Oui, la notion de peuple est à relativiser, mais elle est assez clair pour nous ici de toute façon. Quand à la question des "mythes", faut pas me prendre pour un con mais il y a des mythes fondateurs et mobilisateurs chez les communistes, souvent toutes tendances confondus. Rien n'empêche après d'avoir une analyse "scientifique" de part le matérialisme dialectique et historique, mais faut pas croire que le mythe/folklore, ça n'existe pas chez nous. Certains seraient étonné d'ailleurs, de voir à quel point ça peut crever les plafonds. Le peuple c'est pas un mythe, moi quand j'sors de chez moi je le vois tout les jours personnellement, sans l'idéaliser, sans penser qu'il est "de toute façon révolutionnaire".
Ben le bien-être, c'est quand même une quête individuelle dans l'absolu. Pour certains c'est une liberté physique sans limites, pour d'autres c'est le droit à la propriété et à la vie en marge de la société, pour d'autre encore c'est le service loyal et altruiste à la communauté etc...
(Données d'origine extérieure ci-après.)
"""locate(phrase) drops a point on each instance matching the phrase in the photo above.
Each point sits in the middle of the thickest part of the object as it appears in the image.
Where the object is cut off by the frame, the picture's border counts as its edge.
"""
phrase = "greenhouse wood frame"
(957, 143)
Naturellement, le bien-être et le bonheur constituent des objectifs existentiels dans toute vie humaine, mais c'est avant tout quelque chose d'intimiste et individuel. Le bien-être dont tu parles, qui consiste en réalité à la réalisation des besoins primaires, je n'y suis pas opposé au fond, mais il ne s'agit pas du bien-être, juste de besoins. Les besoins diffèrent des aspirations.
Mais le bien-être individuel, il ne se réalise que dans le bien-être collectif. C'est là toute la différence entre une vision purement individualiste et une vision plus globale, qui part du principe que le bien-être d'un tel, est très certainement corolaire de celui de l'autre. Le socialisme n'empêchera nullement (le communisme d'ailleurs), de pouvoir réaliser son bien-être, ainsi que ses besoins. Mieux même : Ils seront libérés à un tel degré, qu'individuellement et collectivement, ils pourront se réaliser avec le maximum de potentialités. Après il est bien évident que les représentations mentales sont directement issus de la société et des idées dominantes, cela influx énormément sur nos visions et conceptions, et ce qu'elles doivent être.
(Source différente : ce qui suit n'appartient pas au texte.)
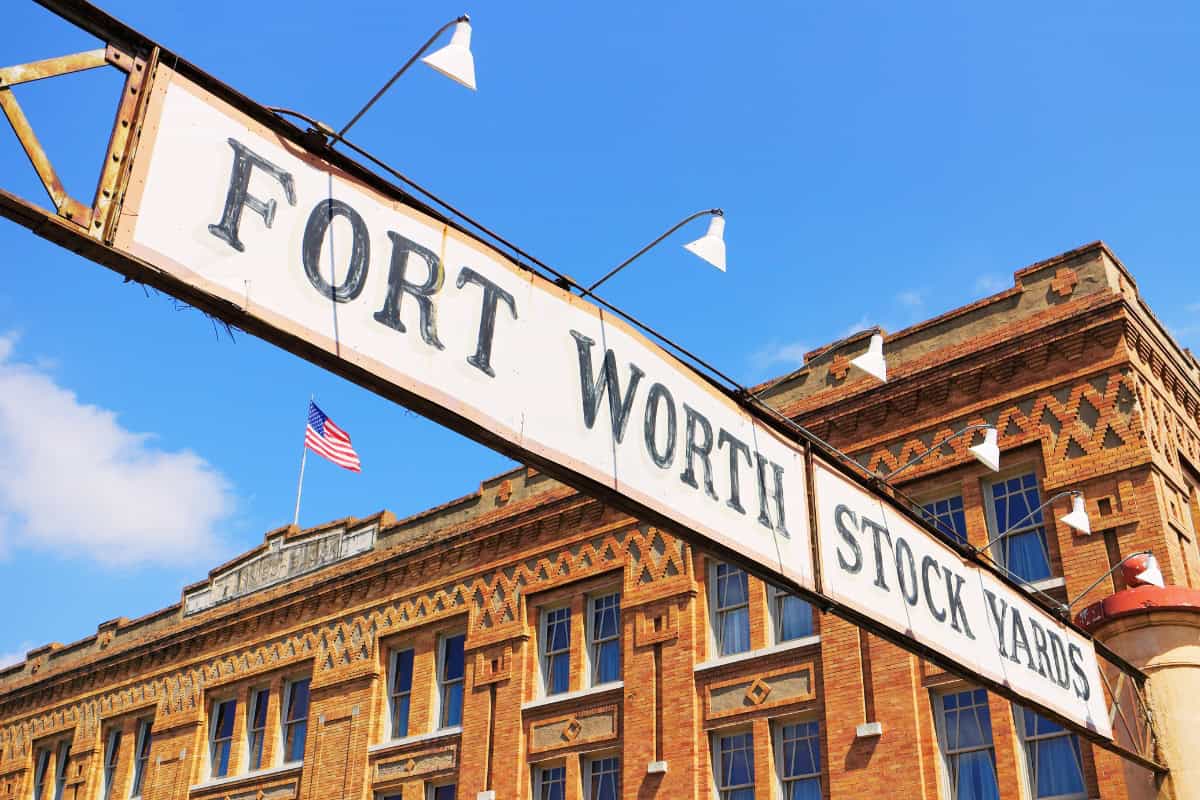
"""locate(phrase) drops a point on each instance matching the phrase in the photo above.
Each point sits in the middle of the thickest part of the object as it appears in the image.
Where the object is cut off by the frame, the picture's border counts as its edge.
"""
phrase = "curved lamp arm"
(715, 212)
(400, 72)
(922, 456)
(1115, 567)
(1068, 493)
J'en sais ce que dis l'article Wiki dessus, je n'ai pas lu de livre dessus si c'est bien ce que tu sous-entends.
Wikipédia. Je t'invite à lire quelques livres dessus, si tu ne l'as pas fait. D'ailleurs pour ne pas totalement froisser les camarades anarchistes/libertaires/anti-autoritaires ici, tu peux lire autant la littérature marxiste que anarchiste là dessus, pour t'en faire une vision globale. Non parce que bon, tu me sors Kronstadt c'est comme si je te disais "Et l'extermination des Camisards, hein ?".
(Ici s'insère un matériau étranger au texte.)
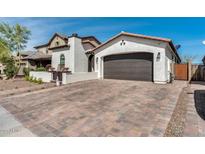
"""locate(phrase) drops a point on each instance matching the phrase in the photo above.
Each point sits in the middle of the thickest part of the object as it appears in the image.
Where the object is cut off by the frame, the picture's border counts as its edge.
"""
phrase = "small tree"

Eh non, je ne te dirais pas que les générations actuelles sont profondément anti-communistes. Je pense justement que certaines aspirations de la jeunesse occidentale actuelle ( qui a la chance de connaître un monde en paix et doté d'un certain confort de vie ) vont plutôt dans le sens d'un monde plus social en fait, mais aussi, et surtout, plus pacifié. En ce sens je pense que le communisme loupe un peu sa chance en se cramponnant à la légende noire du passé au lieu de se réinventer et de proposer quelque chose de réaliste à cette jeunesse.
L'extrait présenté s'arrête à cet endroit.